The first EUMR, dated 1989, represented a watershed improvement in the EU competition policy as the Commission became exclusively competent to review certain transactions. Through the existence of the “legitimate interests” clause, Member States arranged a way out. Governments finding their legitimate interests engaged can intervene and even prohibit – under certain conditions – transactions even if the Commission previously cleared them. EU Member States have sought to protect their national champions through this clause but have consistently faced the Commission’s uncompromising position. Indeed, the Commission has only rarely recognized the legitimate nature of the interests invoked by the Member States (besides the three interests explicitly mentioned in Article 21(4) EUMR). Furthermore, the Commission does not hesitate to launch infringement proceedings in cases where Member States fail to communicate the legitimate interests allegedly engaged and/or block transactions without sufficient factual or legal basis to do so.

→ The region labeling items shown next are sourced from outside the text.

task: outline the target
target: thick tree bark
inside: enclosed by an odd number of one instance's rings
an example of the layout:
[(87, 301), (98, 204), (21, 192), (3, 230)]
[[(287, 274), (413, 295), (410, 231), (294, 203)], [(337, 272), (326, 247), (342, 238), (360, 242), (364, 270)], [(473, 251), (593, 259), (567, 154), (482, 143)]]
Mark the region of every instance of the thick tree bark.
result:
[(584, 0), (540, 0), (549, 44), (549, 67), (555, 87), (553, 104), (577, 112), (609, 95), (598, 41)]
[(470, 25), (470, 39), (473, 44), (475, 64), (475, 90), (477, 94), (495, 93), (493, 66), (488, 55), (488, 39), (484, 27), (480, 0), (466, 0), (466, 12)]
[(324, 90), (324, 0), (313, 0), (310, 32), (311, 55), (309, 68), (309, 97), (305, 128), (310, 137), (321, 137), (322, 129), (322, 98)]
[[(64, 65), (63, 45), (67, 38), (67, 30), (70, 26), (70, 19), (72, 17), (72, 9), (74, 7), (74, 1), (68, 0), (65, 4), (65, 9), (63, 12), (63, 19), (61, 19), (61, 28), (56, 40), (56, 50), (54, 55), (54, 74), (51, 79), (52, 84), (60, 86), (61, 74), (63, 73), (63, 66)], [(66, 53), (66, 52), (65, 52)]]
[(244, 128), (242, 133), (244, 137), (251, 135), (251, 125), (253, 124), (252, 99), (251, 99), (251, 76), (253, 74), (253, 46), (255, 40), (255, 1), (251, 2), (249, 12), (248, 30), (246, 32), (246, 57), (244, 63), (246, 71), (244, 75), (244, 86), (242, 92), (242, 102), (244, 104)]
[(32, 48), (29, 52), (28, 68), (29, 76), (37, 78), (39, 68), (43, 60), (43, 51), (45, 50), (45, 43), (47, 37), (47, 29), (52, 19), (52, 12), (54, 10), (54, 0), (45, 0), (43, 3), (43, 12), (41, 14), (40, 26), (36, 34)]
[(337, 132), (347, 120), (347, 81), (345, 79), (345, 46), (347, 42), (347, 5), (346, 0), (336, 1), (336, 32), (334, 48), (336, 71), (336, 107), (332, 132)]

It is difficult to evaluate whether the approach defended by the Commission will – in the longer term – deliver “net benefits” to Europe. What is certain however is that jurisdictions such as the US or Canada have protectionists tools which go beyond what EU Member States have at their disposal and do not hesitate to block takeovers by foreign buyers when the independence of their national champions is deemed to be at risk.